In mice, being kept alone made it harder for them to recover from pain, especially in females, and lowered their blood oxytocin levels. Isolation also increased anxiety‑like behavior in both sexes. The hormone changes were different for males and females, showing that social environment and sex both shape pain and stress responses.

Chronic pain profoundly impacts mental health, and the social environment significantly modulates pain perception and emotional states. Recognizing the influence of biological sex on pain modulation, basic pain research increasingly investigates sex differences. The hyperalgesic priming protocol effectively models the neuroplastic mechanisms underlying the transition from acute to chronic pain in male and female rodents. Furthermore, accumulating evidence implicates specific hormones, including oxytocin, vasopressin, and corticosterone, in the pathophysiology of pain. This study aimed to determine the interactive influence of sex and social isolation on pain-related behaviors and plasma levels of oxytocin, vasopressin, and corticosterone in mice subjected to hyperalgesic priming. Two experiments were conducted using adult male and female mice (60-63 postnatal days). Experiment 1 assessed mechanical hypersensitivity, facial expression, and anxiety- and depression-like behaviors. In Experiment 2, following a period of social isolation, mice were euthanized, and blood samples were collected via cardiac puncture for plasma hormone analysis. Our results revealed that social isolation impaired recovery from mechanical hypersensitivity and increased facial expressions of pain, specifically in female mice. Independent of sex and hyperalgesic priming, isolation produced heightened anxiety- and depression-like behaviors.
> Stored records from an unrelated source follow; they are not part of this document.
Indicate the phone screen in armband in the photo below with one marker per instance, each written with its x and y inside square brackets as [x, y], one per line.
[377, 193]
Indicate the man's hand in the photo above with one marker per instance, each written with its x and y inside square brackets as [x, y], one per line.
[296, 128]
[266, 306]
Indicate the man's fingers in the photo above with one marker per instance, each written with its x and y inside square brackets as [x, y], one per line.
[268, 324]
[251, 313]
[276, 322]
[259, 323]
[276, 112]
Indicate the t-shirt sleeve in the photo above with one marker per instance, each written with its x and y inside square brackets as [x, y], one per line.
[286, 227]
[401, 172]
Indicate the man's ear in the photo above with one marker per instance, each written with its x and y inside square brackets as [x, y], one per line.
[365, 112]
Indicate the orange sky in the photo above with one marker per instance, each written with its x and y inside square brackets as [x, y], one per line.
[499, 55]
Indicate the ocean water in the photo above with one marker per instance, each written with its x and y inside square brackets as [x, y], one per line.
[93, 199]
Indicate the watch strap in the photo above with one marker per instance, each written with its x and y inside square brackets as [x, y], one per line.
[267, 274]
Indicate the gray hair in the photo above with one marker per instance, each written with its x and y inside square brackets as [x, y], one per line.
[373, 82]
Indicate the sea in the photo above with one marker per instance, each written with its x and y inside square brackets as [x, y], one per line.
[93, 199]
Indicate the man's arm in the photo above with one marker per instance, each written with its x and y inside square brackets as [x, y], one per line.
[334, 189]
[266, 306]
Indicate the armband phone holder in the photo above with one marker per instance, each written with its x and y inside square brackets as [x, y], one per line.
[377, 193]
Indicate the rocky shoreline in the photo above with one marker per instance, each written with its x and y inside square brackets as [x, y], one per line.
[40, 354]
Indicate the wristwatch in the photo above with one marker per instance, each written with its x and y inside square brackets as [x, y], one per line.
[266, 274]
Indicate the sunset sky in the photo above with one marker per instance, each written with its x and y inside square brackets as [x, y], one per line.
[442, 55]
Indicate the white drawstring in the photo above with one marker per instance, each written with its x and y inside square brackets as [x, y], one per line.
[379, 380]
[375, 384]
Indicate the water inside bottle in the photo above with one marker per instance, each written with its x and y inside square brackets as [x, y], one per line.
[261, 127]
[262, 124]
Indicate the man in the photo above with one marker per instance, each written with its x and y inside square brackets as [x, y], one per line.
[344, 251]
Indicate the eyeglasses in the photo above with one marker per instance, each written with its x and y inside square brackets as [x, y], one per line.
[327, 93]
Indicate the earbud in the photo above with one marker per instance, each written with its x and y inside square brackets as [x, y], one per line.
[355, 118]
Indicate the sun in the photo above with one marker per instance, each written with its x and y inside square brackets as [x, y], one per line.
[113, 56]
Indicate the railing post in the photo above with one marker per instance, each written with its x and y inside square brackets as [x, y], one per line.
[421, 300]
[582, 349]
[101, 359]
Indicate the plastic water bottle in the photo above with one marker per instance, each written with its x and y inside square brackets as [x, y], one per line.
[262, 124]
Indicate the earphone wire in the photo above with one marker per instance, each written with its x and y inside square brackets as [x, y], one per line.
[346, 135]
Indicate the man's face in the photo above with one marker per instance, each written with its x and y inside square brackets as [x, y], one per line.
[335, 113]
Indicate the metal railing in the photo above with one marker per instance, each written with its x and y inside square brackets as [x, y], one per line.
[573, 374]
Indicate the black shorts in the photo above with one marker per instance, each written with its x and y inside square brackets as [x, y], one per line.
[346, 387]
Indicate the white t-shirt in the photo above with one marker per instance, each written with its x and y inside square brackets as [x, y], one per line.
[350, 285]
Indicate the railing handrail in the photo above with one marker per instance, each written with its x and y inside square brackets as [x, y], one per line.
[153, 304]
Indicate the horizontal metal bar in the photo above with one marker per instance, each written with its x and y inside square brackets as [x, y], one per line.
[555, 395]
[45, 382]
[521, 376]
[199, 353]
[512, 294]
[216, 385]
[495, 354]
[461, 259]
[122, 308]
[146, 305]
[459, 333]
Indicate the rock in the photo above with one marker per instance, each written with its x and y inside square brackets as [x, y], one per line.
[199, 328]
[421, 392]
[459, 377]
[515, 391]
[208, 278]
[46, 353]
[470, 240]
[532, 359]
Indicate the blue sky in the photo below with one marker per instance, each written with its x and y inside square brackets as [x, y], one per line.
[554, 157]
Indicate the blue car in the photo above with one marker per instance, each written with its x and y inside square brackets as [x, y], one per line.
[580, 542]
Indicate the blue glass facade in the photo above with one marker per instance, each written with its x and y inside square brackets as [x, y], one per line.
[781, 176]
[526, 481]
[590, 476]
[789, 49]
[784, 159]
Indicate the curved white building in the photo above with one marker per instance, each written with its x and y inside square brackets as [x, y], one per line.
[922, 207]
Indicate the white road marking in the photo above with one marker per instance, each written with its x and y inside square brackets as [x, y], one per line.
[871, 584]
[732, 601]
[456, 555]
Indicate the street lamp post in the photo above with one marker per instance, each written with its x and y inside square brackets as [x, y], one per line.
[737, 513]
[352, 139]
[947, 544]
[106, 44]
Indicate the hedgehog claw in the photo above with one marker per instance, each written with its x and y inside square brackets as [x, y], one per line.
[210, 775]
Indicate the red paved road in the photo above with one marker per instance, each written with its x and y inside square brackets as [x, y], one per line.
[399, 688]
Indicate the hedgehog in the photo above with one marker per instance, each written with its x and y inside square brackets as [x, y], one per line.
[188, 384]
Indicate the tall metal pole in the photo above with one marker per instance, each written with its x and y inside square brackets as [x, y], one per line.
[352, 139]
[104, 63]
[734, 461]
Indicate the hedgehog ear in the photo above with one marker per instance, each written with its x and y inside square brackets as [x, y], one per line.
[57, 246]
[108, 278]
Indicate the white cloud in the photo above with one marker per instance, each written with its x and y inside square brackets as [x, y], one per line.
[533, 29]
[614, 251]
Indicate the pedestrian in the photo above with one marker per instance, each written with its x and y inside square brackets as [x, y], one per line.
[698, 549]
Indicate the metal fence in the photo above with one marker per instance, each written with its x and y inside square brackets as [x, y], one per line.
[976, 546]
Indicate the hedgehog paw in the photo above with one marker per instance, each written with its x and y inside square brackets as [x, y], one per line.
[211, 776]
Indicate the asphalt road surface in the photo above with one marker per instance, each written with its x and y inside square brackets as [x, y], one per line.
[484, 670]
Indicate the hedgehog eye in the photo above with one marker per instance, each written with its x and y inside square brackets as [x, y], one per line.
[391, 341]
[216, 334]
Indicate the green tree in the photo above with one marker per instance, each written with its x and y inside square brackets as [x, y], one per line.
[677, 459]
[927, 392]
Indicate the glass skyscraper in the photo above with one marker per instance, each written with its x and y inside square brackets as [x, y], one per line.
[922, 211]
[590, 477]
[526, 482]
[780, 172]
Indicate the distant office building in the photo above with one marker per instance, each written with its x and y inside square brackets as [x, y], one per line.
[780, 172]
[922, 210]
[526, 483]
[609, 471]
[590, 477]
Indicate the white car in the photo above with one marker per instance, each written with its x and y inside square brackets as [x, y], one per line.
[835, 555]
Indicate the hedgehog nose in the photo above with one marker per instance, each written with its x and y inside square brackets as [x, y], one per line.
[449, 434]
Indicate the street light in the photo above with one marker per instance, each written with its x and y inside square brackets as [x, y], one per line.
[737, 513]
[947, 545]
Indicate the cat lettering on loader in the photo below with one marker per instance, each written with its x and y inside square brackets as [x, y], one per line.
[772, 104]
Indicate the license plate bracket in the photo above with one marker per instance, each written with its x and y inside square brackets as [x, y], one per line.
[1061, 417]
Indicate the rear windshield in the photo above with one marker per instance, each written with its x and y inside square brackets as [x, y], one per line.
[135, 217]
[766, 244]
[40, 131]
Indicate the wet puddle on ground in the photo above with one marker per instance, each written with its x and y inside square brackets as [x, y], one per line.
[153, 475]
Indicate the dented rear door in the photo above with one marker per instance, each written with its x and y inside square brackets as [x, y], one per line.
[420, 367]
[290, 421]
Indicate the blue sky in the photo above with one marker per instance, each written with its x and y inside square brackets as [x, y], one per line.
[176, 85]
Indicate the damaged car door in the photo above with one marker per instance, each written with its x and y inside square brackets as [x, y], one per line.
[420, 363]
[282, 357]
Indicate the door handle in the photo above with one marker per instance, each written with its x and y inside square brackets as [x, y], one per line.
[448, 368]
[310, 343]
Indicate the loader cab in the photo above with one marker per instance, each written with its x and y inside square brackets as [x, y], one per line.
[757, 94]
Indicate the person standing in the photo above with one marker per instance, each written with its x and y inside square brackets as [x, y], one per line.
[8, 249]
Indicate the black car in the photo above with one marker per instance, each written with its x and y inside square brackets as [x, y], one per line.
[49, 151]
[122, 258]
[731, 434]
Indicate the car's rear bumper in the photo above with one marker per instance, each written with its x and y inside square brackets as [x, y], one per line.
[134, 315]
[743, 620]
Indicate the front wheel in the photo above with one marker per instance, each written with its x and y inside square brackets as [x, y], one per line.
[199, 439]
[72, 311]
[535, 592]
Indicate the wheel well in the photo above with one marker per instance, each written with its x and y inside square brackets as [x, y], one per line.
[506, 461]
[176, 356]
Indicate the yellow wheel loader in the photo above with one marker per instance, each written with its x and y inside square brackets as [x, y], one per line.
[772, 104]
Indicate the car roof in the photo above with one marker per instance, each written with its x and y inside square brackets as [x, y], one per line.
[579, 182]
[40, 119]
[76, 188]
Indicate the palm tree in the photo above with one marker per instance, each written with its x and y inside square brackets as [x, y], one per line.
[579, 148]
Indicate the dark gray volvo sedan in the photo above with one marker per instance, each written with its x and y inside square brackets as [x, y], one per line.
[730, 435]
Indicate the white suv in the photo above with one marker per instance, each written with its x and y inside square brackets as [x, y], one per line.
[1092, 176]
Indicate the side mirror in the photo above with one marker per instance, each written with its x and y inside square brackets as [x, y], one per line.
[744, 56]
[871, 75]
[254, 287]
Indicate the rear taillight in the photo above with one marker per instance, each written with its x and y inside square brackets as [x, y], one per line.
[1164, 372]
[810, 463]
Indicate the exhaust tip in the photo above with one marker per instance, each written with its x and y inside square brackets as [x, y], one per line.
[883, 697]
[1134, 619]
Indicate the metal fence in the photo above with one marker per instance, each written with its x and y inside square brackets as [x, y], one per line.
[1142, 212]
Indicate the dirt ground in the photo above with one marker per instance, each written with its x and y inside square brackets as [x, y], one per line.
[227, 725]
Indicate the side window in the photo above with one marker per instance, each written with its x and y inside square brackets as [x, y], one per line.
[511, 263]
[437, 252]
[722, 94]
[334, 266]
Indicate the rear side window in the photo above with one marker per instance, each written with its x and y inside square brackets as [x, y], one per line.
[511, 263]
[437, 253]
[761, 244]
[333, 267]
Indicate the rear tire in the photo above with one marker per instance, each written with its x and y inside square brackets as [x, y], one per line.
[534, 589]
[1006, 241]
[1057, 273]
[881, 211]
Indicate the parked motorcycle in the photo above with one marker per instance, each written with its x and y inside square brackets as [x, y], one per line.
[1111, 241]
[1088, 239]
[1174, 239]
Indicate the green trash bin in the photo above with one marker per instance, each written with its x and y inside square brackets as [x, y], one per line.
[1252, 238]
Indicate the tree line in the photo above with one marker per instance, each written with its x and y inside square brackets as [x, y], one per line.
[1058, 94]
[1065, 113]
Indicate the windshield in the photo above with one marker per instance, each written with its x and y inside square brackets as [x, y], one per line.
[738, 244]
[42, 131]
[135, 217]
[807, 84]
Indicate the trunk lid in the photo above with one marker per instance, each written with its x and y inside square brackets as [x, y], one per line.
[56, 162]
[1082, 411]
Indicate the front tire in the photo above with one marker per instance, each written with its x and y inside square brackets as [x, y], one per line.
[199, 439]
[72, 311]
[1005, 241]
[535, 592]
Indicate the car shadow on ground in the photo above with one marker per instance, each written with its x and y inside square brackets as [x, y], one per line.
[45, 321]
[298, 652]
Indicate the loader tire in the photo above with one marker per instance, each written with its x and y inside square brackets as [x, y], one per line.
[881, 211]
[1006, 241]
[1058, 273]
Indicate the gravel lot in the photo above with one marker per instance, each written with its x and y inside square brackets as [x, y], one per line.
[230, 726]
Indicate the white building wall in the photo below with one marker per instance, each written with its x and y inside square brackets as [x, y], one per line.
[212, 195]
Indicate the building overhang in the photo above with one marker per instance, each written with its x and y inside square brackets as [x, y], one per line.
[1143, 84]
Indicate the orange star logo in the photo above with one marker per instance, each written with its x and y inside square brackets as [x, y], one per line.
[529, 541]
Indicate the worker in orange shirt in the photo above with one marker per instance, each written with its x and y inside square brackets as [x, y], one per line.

Hormonal analyses demonstrated sex-specific effects of isolation. Plasma oxytocin levels decreased upon isolation in both male and female mice. Curiously, primed isolated males showed a recovery of oxytocin levels similar to naïve mice, whereas primed isolated females maintained significantly lower oxytocin levels. Social isolation, coupled with hyperalgesic priming, also decreased vasopressin levels in females. While males displayed higher baseline vasopressin levels, isolation and/or hyperalgesic priming led to a reduction in their plasma vasopressin compared to naïve groups. Curiously, social isolation decreased of corticosterone levels in both males and females. In conclusion, our findings demonstrate that social isolation differentially modulates behavioral and hormonal responses to hyperalgesic priming in a sex-dependent manner, highlighting the complex interplay between social environment, sex, and pain chronification.